I make soap crayons, but I don't use beeswax because that would inhibit lather.


----------



## Stinkydancer (Nov 14, 2011)

There's someone on You Tube who colors her soap with them...

Ugh- don't do that.


----------



## tlm884 (Nov 14, 2011)

These crayons aren't for actually using in the bath. They are an alternative to store bought crayons


----------



## Soaplady22 (Nov 15, 2011)

It's hard for me to imagine that soap and wax is a good thing to color with. I would think that the soap would leave an unwanted residue. But it is intriguing.


----------



## tlm884 (Nov 15, 2011)

The average crayon contains wax, stearic acid, and pigment. The beeswax would provide the wax and the soap the stearic acid and pigment.


----------



## Soaplady22 (Nov 15, 2011)

stearic acid .... really?? Guess I don't know my crayola crayons!!

Gotta try this now just to see if it works!


----------



## tlm884 (Nov 15, 2011)

I found this online if you want to be more scientific in your crayon making!

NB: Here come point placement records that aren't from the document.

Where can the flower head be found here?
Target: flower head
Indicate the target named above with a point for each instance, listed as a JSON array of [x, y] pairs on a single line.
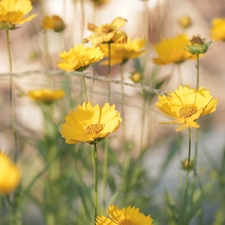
[[124, 216], [121, 53], [185, 105], [90, 123], [9, 175], [54, 23], [172, 50], [13, 12], [46, 95], [217, 30], [79, 58], [107, 33]]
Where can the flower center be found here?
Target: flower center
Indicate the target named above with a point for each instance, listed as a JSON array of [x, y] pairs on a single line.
[[125, 222], [187, 111], [93, 129]]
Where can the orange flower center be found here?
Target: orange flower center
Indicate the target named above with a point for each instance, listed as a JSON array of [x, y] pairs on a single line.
[[125, 222], [187, 111], [93, 129]]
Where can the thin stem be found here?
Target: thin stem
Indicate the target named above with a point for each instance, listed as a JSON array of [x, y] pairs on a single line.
[[95, 181]]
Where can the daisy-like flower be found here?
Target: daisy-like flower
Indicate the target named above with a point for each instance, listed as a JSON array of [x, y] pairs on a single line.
[[173, 50], [10, 175], [54, 23], [185, 105], [90, 123], [46, 95], [107, 33], [217, 30], [124, 216], [79, 58], [13, 12], [121, 53]]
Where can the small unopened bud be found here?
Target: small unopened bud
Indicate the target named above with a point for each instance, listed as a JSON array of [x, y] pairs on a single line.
[[198, 46]]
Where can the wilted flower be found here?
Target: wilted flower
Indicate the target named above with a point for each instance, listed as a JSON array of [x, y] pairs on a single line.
[[217, 30], [107, 33], [124, 216], [185, 21], [46, 95], [198, 45], [173, 50], [13, 12], [54, 23], [10, 175], [185, 105], [121, 53], [90, 123], [79, 58]]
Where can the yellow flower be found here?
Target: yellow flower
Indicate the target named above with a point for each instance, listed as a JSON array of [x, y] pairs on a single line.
[[90, 123], [124, 216], [185, 105], [10, 175], [79, 58], [53, 23], [46, 95], [121, 53], [217, 31], [13, 12], [107, 33], [173, 50]]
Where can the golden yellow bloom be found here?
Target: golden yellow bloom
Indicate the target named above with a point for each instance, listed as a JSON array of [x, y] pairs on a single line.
[[53, 23], [217, 30], [10, 175], [173, 50], [79, 58], [13, 12], [121, 53], [185, 105], [124, 216], [185, 21], [46, 95], [90, 123], [107, 33]]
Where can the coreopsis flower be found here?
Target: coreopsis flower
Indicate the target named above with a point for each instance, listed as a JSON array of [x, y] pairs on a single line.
[[198, 45], [121, 53], [217, 30], [185, 105], [124, 216], [107, 33], [79, 58], [14, 12], [90, 123], [46, 95], [54, 23], [185, 21], [173, 50], [10, 175]]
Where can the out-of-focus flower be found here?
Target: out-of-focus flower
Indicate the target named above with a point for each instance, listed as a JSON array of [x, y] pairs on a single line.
[[107, 33], [173, 50], [90, 123], [79, 58], [198, 45], [185, 105], [124, 216], [185, 21], [121, 53], [46, 95], [217, 30], [13, 12], [54, 23], [10, 175], [136, 77]]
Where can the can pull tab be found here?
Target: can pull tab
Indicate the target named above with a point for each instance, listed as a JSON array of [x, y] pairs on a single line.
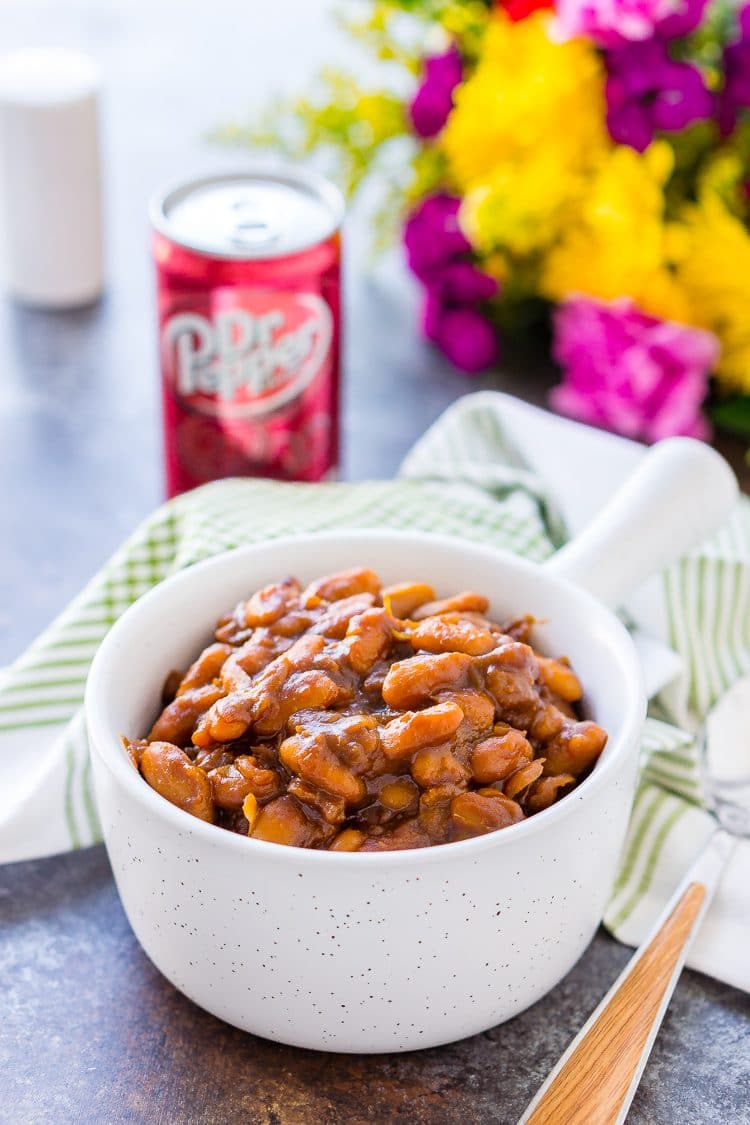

the base wax consists essentially of the paraffin wax in the amount of about 30%-95% by weight, the microcrystalline wax in the amount of about 1%-5% by weight, the stearic acid in the amount of about 10%-50% by weight and the pigment in the amount of about 0.5%-25% by weight.


----------



## soapbuddy (Nov 15, 2011)

tlm884 said:
			
		

> I found this online if you want to be more scientific in your crayon making!
> 
> the base wax consists essentially of the paraffin wax in the amount of about 30%-95% by weight, the microcrystalline wax in the amount of about 1%-5% by weight, the stearic acid in the amount of about 10%-50% by weight and the pigment in the amount of about 0.5%-25% by weight.


That's true, but I wouldn't want a kid to use this in a bath. I was talking about bath crayons, which are made out of soap.


----------



## catikit (Nov 15, 2011)

Thanks everyone-im finding this a really interesting thread.thanks for your info taylor.it is as you said, crayons for drawing with-not 'bath crayons'. Soooooo in light of what ive learnt so far here-surely there must be a cheaper and easier way to provide stearic acid for my crayon recipe than using soap/making soap for it.........?


----------



## soapbuddy (Nov 15, 2011)

I presumed it was bath crayons that you wanted, since your question is in the CP forum part of this web site.


----------



## tlm884 (Nov 15, 2011)

Your right soap buddy. Maybe this thread should be moved to the craft forum


----------



## PrairieCraft (Nov 15, 2011)

Thread has been moved to prevent further confusion.


----------



## Lindy (Nov 16, 2011)

What about using straight stearic acid with your beeswax and pigment?


----------



## catikit (Nov 17, 2011)

Yes i was thinking that..... How easy is it to get hold of?


----------



## Lotsofsuds (Nov 30, 2011)

I like the idea of bath tub crayons it would give kids more fun in the tub


----------